Smart:  Recycling wastewater to help offset potable water use and inject recycled water to replenish our aquifers.

The potential: Each day the Hyperion Treatment Plant discharges up to 450 million gallons of wastewater into Santa Monica Bay. If highly cleansed water was recycled, it could eventually supply enough water for daily use by 1.8 million people.

How to get there:  We need to reuse every drop we have, rather than just importing increasingly scarce water.About 2.4 million Orange County residents get their water from a massive aquifer, which has been recharged with billions of gallons of highly cleansed wastewater. Los Angeles can follow Orange County’s lead, and move beyond “toilet to tap” fears.  (We prefer Mayor Garcetti’s term: “showers to flowers.”)  We need to spend the capital to enhance treatment levels at many facilities and expand the recycled water infrastructure

What Heal the Bay is doing: We are advocating for the implementation of the Los Angeles Groundwater Replenishment Project, which will use up to 30,000 acre-feet per year of highly purified water from the Donald C. Tillman Water Reclamation Plant to replenish the San Fernando Groundwater Basin.  Environmental review is already underway, and the City of Los Angeles hopes to meet this goal by 2035 or sooner.

 

Cleaning Up Our Local Aquifers

Dumb:  Allowing contaminated plumes to expand in our aquifers, thereby reducing our local groundwater supply. The San Fernando Groundwater Basin is contaminated primarily due to improper handling and disposal of solvents since the 1940s.

Smart: Treating the contaminated groundwater so that it can be used as a source and so the aquifers can be used as a type of “storage” for recharged stormwater and recycled water.

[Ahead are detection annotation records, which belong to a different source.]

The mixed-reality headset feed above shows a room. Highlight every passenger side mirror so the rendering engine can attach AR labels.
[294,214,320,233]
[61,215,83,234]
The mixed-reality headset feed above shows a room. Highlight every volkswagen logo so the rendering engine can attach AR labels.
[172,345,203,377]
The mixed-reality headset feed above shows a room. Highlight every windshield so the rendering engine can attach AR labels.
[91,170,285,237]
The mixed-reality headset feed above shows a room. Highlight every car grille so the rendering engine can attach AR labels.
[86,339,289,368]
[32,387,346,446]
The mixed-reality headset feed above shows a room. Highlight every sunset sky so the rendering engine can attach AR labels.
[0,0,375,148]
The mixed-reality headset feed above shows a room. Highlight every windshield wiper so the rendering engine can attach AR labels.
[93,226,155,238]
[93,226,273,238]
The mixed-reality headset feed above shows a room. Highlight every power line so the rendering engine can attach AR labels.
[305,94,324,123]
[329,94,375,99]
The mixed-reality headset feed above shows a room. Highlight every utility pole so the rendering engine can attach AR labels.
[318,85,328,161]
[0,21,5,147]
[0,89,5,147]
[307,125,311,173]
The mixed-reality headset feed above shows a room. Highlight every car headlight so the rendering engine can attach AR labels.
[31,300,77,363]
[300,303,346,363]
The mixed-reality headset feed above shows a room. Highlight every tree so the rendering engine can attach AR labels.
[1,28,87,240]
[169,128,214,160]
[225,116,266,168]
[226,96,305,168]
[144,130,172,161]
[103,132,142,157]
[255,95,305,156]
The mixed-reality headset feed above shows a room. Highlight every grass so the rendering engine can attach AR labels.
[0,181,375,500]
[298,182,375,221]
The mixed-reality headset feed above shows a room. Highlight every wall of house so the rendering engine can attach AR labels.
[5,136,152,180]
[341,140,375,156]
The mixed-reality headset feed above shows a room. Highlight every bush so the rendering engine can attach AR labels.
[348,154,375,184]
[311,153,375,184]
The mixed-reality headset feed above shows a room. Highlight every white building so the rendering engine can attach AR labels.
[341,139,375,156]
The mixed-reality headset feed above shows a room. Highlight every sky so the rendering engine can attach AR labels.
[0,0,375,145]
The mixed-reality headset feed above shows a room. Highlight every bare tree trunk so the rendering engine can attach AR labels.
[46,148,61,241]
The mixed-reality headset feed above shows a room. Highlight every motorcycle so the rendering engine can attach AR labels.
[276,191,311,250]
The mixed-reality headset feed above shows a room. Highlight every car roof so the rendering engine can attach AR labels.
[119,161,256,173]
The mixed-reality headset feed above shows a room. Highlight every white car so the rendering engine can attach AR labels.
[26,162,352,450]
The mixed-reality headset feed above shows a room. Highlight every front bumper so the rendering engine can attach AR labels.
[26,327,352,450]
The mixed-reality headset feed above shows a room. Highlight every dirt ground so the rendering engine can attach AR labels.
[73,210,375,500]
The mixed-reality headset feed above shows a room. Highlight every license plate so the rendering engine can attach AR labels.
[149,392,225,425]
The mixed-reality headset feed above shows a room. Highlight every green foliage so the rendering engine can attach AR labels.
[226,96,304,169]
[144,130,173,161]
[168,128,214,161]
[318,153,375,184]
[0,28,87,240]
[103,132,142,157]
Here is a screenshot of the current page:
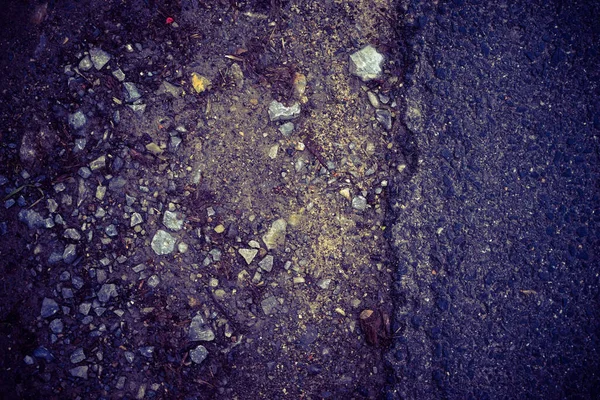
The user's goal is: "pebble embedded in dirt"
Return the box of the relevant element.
[151,229,176,255]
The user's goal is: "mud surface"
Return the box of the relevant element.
[0,0,600,399]
[0,1,401,399]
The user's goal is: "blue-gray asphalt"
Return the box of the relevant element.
[386,1,600,399]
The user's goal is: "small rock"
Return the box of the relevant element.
[108,176,127,192]
[292,72,306,101]
[258,254,273,272]
[90,156,106,171]
[163,210,185,231]
[33,346,54,362]
[375,110,392,131]
[269,144,279,160]
[98,283,119,303]
[49,318,64,334]
[148,275,160,288]
[367,91,381,108]
[69,365,88,379]
[140,346,154,358]
[229,63,244,89]
[269,100,300,121]
[19,209,46,229]
[279,122,294,136]
[129,213,144,227]
[340,188,352,200]
[104,224,119,237]
[69,347,85,364]
[68,110,87,131]
[238,249,258,264]
[77,167,92,179]
[352,196,367,211]
[123,82,142,103]
[317,278,331,289]
[350,45,383,82]
[262,218,287,250]
[90,47,111,71]
[260,296,279,315]
[112,68,125,82]
[156,81,183,97]
[192,72,212,93]
[188,315,215,342]
[40,297,59,318]
[77,55,94,71]
[190,345,208,364]
[63,243,77,264]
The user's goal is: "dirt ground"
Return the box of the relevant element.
[0,0,405,399]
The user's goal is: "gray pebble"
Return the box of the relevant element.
[190,345,208,364]
[40,297,59,318]
[50,318,64,333]
[77,55,94,71]
[262,218,287,250]
[68,110,87,130]
[258,254,273,272]
[238,249,258,264]
[108,176,127,192]
[98,283,118,303]
[48,251,63,265]
[19,209,45,229]
[148,275,160,288]
[123,82,142,102]
[188,315,215,342]
[90,47,111,70]
[63,228,81,240]
[104,224,119,237]
[352,196,367,211]
[375,110,392,131]
[90,156,106,171]
[350,45,383,82]
[63,244,77,264]
[69,365,88,379]
[77,167,92,179]
[123,351,135,363]
[279,122,294,136]
[140,346,154,358]
[129,213,144,227]
[269,100,300,121]
[260,296,279,315]
[151,229,176,255]
[163,210,185,231]
[69,347,85,364]
[79,303,92,315]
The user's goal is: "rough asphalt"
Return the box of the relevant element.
[387,0,600,399]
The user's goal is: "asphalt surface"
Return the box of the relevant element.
[387,0,600,399]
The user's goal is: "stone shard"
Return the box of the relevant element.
[40,297,59,318]
[188,315,215,342]
[262,218,287,250]
[350,45,384,82]
[151,229,175,256]
[90,47,111,70]
[190,345,208,364]
[238,249,258,264]
[98,283,118,303]
[163,210,185,231]
[269,100,300,121]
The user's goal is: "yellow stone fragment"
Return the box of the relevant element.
[192,72,212,93]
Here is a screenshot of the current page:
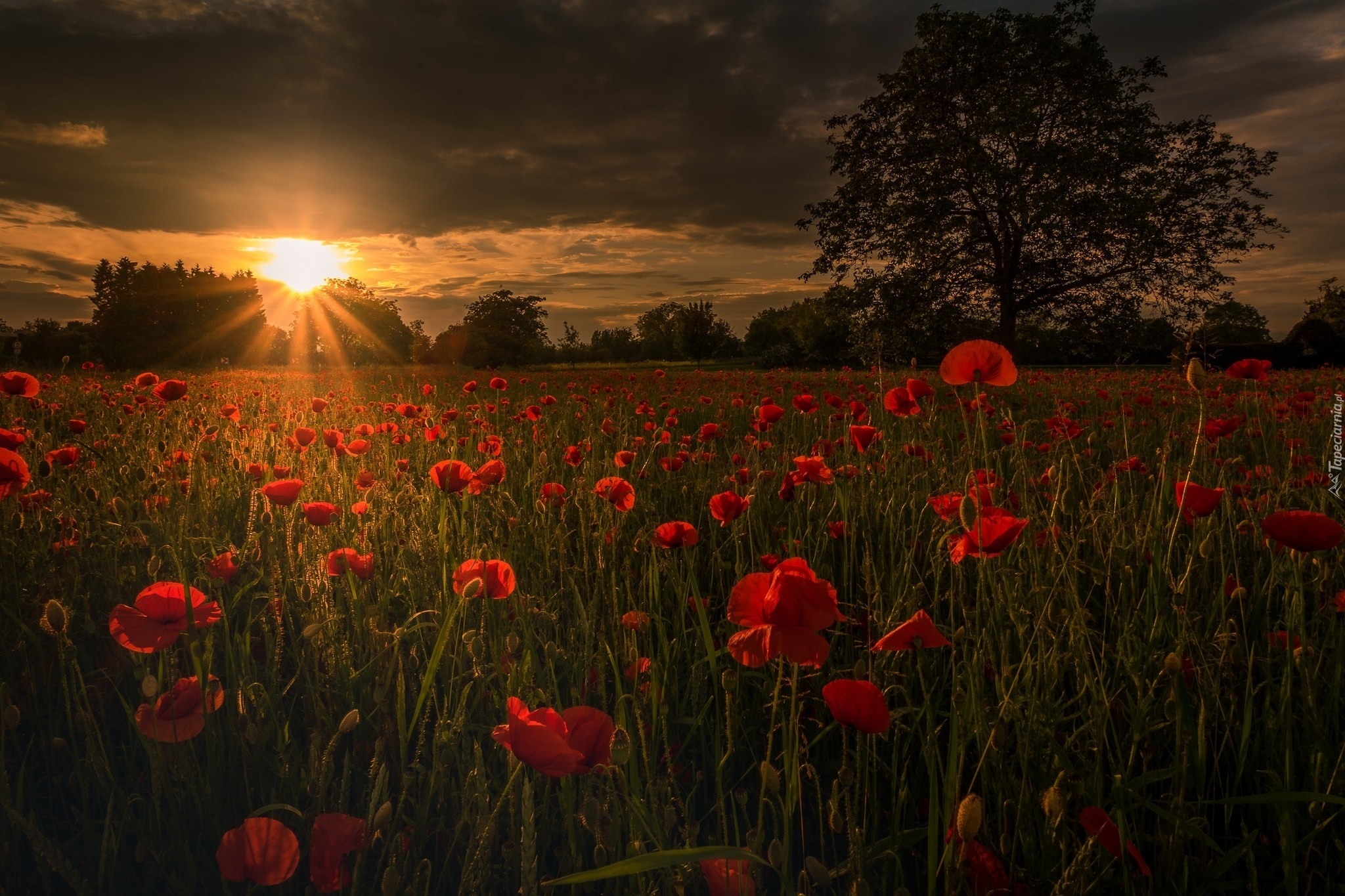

The potential: The City has the rights to pump up to 87,000 acre-feet of water annually. That’s enough water to meet the demands of the greater L.A. Basin for two months out of the year.

How to get there:  We need to allocate significant funds to clean up the groundwater, but in time of persistent drought it will serve as a sound investment.

What Heal the Bay is doing: Our advocacy staff  supports funding through Proposition 1 and the Metropolitan Water District to help clean up the San Fernando Valley aquifer. LADWP hopes to have the remediation facilities in operation by 2022.

Improved water supply and improved water quality are inextricably linked. Heal the Bay will continue to advocate for smart projects that help us achieve both goals. The drought will require sacrifice and investment. Let’s just make sure we are investing wisely.